Assessment Supervisor Guide

In health professions education, a robust assessment plan is a hallmark of a good curriculum. In the era of competency-based medical education (CBME), assessment has taken on a prominence in our educational systems in an unparalleled way.

Must Know Concepts - Executive Summary

The following are concepts that every trainee who has completed this block should be able to address or explain.

Concept 1: Difference between Assessment and Evaluation

What is the difference between assessment and evaluation?
Assessment is traditionally thought of as about individuals, evaluation is thought to be about programs. Why is it important to have this differentiation?

Concept 2: Programmatic Assessment

What is programmatic assessment?
Why is programmatic assessment important for a training program or a medical school?

Concept 3: Formative vs Summative. Assessment of/for/as learning. High stakes vs Low stakes assessment; norm-referenced vs criterion-referenced

What is the difference between formative vs summative assessment?
What is assessment of learning? For learning? As learning?
How do norm-referenced assessments differ from criterion-referenced assessments? What are the strengths and weaknesses of both?

Concept 4: Modalities of Assessment

Looking back on your own training experiences, list and describe all of the assessment modalities you have experienced.
Discuss the pros and cons of at least seven modalities.

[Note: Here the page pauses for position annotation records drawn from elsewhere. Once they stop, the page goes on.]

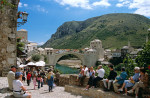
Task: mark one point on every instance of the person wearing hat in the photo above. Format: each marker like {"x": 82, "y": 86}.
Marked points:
{"x": 11, "y": 77}
{"x": 100, "y": 76}
{"x": 119, "y": 80}
{"x": 19, "y": 90}
{"x": 132, "y": 80}
{"x": 50, "y": 81}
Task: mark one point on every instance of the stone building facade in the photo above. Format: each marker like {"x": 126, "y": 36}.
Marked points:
{"x": 8, "y": 29}
{"x": 23, "y": 34}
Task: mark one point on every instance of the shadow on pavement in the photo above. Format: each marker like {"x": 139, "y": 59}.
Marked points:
{"x": 5, "y": 90}
{"x": 9, "y": 96}
{"x": 45, "y": 92}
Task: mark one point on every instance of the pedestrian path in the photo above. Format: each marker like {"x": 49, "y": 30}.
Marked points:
{"x": 58, "y": 92}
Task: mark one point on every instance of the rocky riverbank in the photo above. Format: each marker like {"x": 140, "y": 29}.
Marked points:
{"x": 70, "y": 63}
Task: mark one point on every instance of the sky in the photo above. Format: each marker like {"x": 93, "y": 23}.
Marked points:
{"x": 45, "y": 16}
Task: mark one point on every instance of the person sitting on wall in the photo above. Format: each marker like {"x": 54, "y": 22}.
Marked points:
{"x": 143, "y": 82}
{"x": 81, "y": 73}
{"x": 19, "y": 90}
{"x": 110, "y": 79}
{"x": 131, "y": 81}
{"x": 119, "y": 80}
{"x": 92, "y": 77}
{"x": 11, "y": 77}
{"x": 100, "y": 76}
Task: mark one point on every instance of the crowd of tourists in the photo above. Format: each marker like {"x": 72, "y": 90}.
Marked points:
{"x": 38, "y": 77}
{"x": 138, "y": 80}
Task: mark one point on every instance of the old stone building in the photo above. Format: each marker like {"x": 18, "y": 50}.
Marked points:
{"x": 23, "y": 34}
{"x": 8, "y": 29}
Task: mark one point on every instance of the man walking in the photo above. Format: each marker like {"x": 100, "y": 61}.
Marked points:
{"x": 100, "y": 76}
{"x": 11, "y": 77}
{"x": 110, "y": 79}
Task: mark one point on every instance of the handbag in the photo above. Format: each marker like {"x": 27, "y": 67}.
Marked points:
{"x": 22, "y": 92}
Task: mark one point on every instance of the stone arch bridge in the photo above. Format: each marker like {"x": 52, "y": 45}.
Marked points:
{"x": 53, "y": 58}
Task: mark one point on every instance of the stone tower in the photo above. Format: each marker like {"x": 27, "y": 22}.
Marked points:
{"x": 8, "y": 30}
{"x": 97, "y": 45}
{"x": 90, "y": 57}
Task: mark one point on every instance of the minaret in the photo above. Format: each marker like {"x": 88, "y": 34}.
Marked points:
{"x": 146, "y": 39}
{"x": 128, "y": 43}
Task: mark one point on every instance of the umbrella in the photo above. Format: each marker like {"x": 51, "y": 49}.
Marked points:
{"x": 21, "y": 66}
{"x": 42, "y": 62}
{"x": 31, "y": 64}
{"x": 39, "y": 64}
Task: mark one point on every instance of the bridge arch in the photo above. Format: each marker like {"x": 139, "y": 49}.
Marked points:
{"x": 79, "y": 55}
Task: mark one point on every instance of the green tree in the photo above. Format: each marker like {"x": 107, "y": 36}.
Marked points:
{"x": 20, "y": 46}
{"x": 116, "y": 60}
{"x": 143, "y": 58}
{"x": 129, "y": 64}
{"x": 36, "y": 57}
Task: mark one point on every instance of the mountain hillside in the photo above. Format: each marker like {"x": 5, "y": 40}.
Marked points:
{"x": 113, "y": 29}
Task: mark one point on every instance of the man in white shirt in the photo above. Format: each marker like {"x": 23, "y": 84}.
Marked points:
{"x": 11, "y": 77}
{"x": 100, "y": 76}
{"x": 19, "y": 91}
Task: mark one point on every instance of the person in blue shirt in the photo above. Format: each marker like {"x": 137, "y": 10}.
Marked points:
{"x": 119, "y": 80}
{"x": 50, "y": 81}
{"x": 132, "y": 80}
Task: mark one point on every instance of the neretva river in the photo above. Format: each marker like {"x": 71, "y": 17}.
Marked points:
{"x": 66, "y": 70}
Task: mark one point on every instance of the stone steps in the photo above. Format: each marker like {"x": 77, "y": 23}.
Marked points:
{"x": 93, "y": 92}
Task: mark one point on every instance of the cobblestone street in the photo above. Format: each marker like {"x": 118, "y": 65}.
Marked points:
{"x": 38, "y": 93}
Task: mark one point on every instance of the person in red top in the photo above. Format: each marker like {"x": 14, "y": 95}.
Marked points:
{"x": 28, "y": 78}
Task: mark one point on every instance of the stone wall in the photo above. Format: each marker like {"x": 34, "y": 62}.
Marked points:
{"x": 8, "y": 29}
{"x": 71, "y": 80}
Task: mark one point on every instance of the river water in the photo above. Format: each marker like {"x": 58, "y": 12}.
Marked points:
{"x": 66, "y": 70}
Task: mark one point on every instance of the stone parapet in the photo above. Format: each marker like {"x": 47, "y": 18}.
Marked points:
{"x": 63, "y": 80}
{"x": 93, "y": 92}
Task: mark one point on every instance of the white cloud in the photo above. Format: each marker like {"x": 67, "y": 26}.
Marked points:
{"x": 46, "y": 0}
{"x": 25, "y": 5}
{"x": 142, "y": 6}
{"x": 40, "y": 9}
{"x": 67, "y": 8}
{"x": 40, "y": 43}
{"x": 22, "y": 5}
{"x": 85, "y": 4}
{"x": 102, "y": 3}
{"x": 119, "y": 5}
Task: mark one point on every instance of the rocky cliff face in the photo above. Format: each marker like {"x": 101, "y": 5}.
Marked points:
{"x": 113, "y": 29}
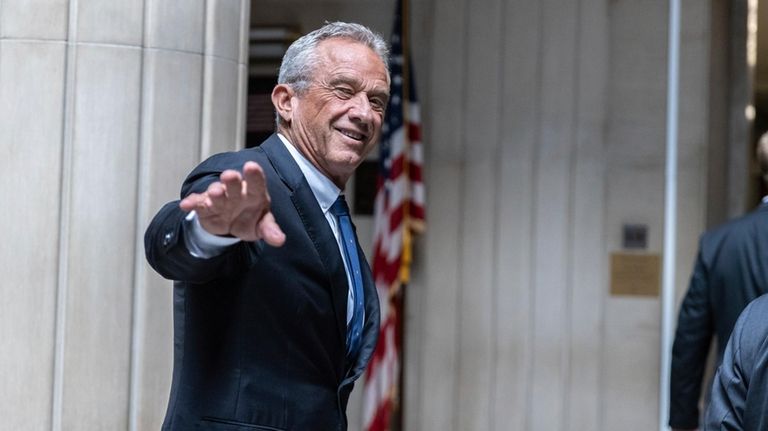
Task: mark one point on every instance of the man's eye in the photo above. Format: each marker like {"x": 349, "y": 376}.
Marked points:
{"x": 378, "y": 104}
{"x": 344, "y": 92}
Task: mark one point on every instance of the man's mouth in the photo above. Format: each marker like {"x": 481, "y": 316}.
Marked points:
{"x": 353, "y": 135}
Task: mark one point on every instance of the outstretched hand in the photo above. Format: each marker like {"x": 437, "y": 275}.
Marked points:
{"x": 237, "y": 205}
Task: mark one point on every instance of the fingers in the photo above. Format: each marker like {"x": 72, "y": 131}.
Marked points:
{"x": 270, "y": 231}
{"x": 238, "y": 204}
{"x": 255, "y": 180}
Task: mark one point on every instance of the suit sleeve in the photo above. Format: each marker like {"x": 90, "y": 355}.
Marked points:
{"x": 729, "y": 388}
{"x": 164, "y": 243}
{"x": 695, "y": 329}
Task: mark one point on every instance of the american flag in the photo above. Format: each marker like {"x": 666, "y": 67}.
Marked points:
{"x": 399, "y": 213}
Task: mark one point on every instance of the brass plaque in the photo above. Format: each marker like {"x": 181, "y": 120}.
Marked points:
{"x": 635, "y": 274}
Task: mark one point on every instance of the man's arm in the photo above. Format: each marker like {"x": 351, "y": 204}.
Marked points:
{"x": 729, "y": 388}
{"x": 693, "y": 337}
{"x": 237, "y": 205}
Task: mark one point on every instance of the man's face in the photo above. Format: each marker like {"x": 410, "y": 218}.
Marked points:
{"x": 337, "y": 120}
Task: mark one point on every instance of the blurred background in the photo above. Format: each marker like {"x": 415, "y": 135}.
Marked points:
{"x": 536, "y": 298}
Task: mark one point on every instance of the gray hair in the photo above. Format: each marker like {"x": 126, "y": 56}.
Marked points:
{"x": 301, "y": 59}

Concept 5: Data-informed assessments of trainee competence

In the era of CBME, you are asking faculty members to help you gather evidence of performance for trainees throughout their rotations. What considerations are important when collecting such data?
What is a competence committee and how does it work?
What are learning analytics? How do they relate to a trainee's learning?

Concept 6: Remediation

What are the most common reasons for a learner being in difficulty? How can we be proactive in our support of trainees’ learning?
What is the difference between an ‘enhanced learning plan’, ‘remediation’, and ‘probation’?
What should trigger a trainee to undergo ‘remediation’?
How do you set up a remediation plan?
How should learners be supported during remediation?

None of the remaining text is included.